To automate the data pipelines, Apache Airflow can be utilised. Below is a sample DAG which has been created for this project. The codes can be viewed in the etl.py
and Helpers.py
file, located inside the dags/
folder, which is normally under the airflow
directory in an Airflow project structure.
In the DAG above, we can see 5 tasks, namely:
Start_DAG
: Dummy task to mark the start of the process.Data_quality_check
: Task to check data quality (completeness and columns match) and move validated data from the staging to processing layer.ML_predictions
: Task to perform ML predictions on data from the processing layer, add emergency level, and move data to the refined layer.Load_into_DWH
: Task to load data from the refined layer into the Redshift data warehouse.End_DAG
: Dummy task to mark the end of the process.
Data in the data warehouse can then be queried into the consumption zone for further business analysis, or passed into BI tools, such as Power BI, to be viewed in a dashboard format.
From time to time, offline copies of the data in the staging layer will also be passed into the exploratory zone, where data science and machine learning activities are conducted. This is where new machine learning models are experimented and trained in. Tools that can be used here include Python, Jupyter notebooks, Scikit-learn, Spark, as well as GitHub as the code repository. We demonstrate some of these use cases in the Exploratory Data Analysis with Spark.ipynb
and ML Model Building.ipynb
, which can be accessed in the notebooks/
folder.
In the Exploratory Data Analysis with Spark.ipynb
notebook, we used PySpark, Spark SQL, as well as Spark's UDFs to perform analyses on our data, whereas in the ML Model Building.ipynb
notebook, we trained a multi-output random forest classifier to predict message categories, and in the end developed a pipeline to preprocess and predict future emergency messages. The pipeline is then exported using joblib for future usage.
As mentioned in the previous section, the data in the data warehouse will follow a star schema. In our case, there will be one fact table and three dimension tables. These three dimension tables will contain information about the dates, languages, and emergency category levels, respectively. The star schema data model for this project can be viewed below.
An example use case for the consumption zone would be to query the data in the data warehouse and pass it to be viewed in a Power BI dashboard. An example query would be:
SELECT Msg_Fact.*, Date_Dim.date, Lang_Dim.language, Cat_Dim.category
FROM Msg_Fact LEFT JOIN Date_Dim
ON Msg_Fact.date_ID = Date_Dim.date_ID
LEFT JOIN Lang_Dim
ON Msg_Fact.language_ID = Lang_Dim.language_ID
LEFT JOIN Cat_Dim
ON Msg_Fact.category_ID = Cat_Dim.category_ID;
Using data from the above query, a sample Power BI dashboard has also been created. The dashboard can be viewed below.
From the dashboard, business users can oberve the trends in the number of messages submitted throughout the years. They can also observe the proportion of related and labeled messages, from a variety of languages. Furthermore, the number of low, medium, and high emergency messages are also shown. Finally, business users can also identify the leading cause of emergencies using the treemap located in the bottom right area of the dashboard.

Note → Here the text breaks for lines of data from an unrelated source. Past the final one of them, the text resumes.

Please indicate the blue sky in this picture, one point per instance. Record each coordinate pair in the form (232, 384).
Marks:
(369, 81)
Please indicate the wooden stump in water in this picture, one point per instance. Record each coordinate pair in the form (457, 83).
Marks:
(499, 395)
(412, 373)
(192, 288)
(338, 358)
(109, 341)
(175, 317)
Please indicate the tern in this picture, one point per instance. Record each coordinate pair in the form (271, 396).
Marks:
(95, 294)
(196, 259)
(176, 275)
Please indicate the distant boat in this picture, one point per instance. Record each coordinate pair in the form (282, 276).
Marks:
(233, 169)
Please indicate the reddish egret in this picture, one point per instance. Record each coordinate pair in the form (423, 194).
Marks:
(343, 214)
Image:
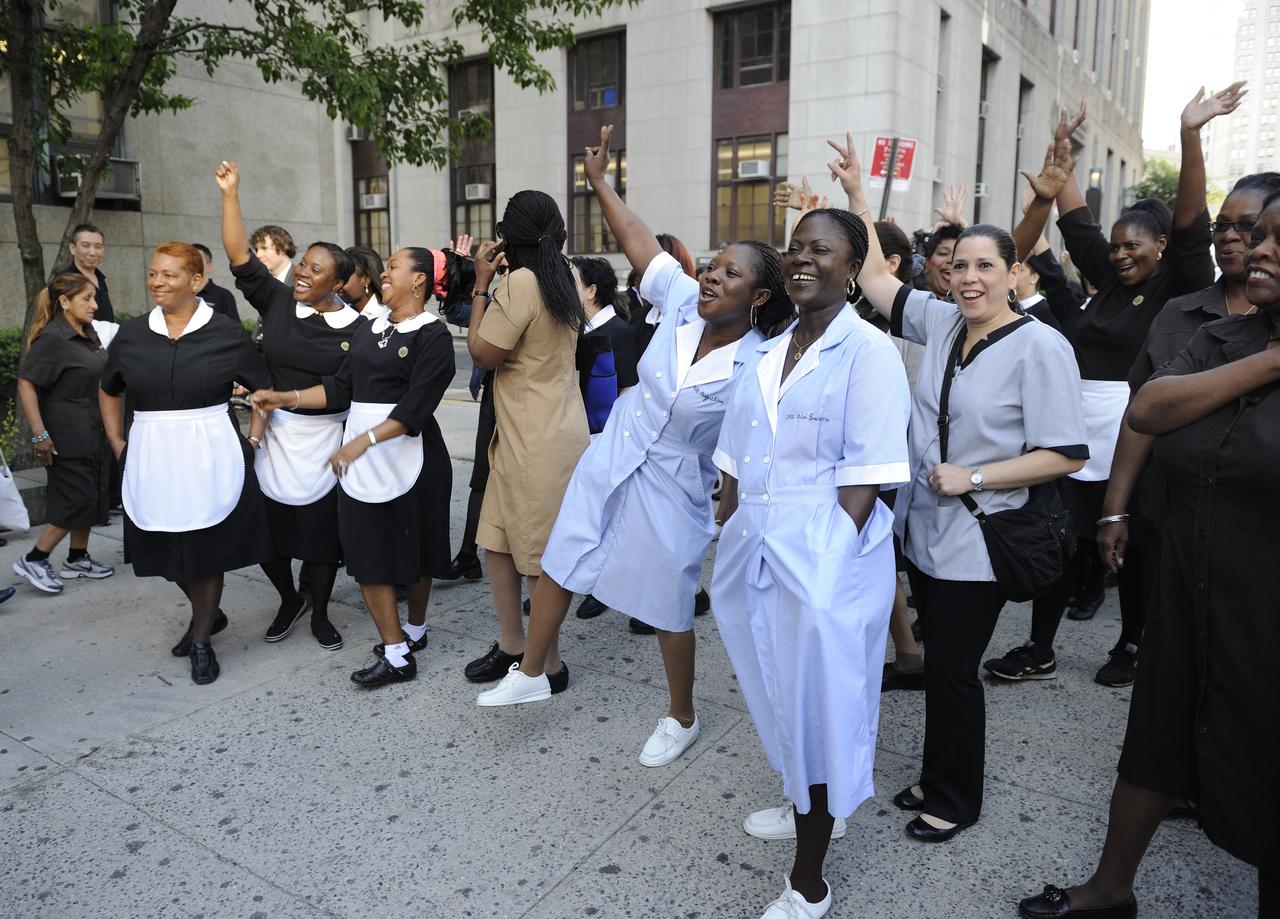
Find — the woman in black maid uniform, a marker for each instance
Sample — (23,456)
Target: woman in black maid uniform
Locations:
(306,334)
(393,469)
(192,507)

Some recommendations which could be taken into consideration during future development include:
- Improving the Hardware: The hardware specifications such as the number of clusters, or the data refresh rate, could be optimised. This will help to provide services to a larger amount of users and offer near real-time predictions.
- Machine Learning Model Retraining Pipeline: MLOps could be included as a part of the architecture, to support model retraining and to maintain the model performance through time and data drifts.
- More Sophisticated Emergency Level Classification: Currently, the emergency level (low, medium, high) is only based on the number of classes/ categories a message is classified into (meds, food, water, etc.). In the future, a more sophisticated method of determining this could be developed.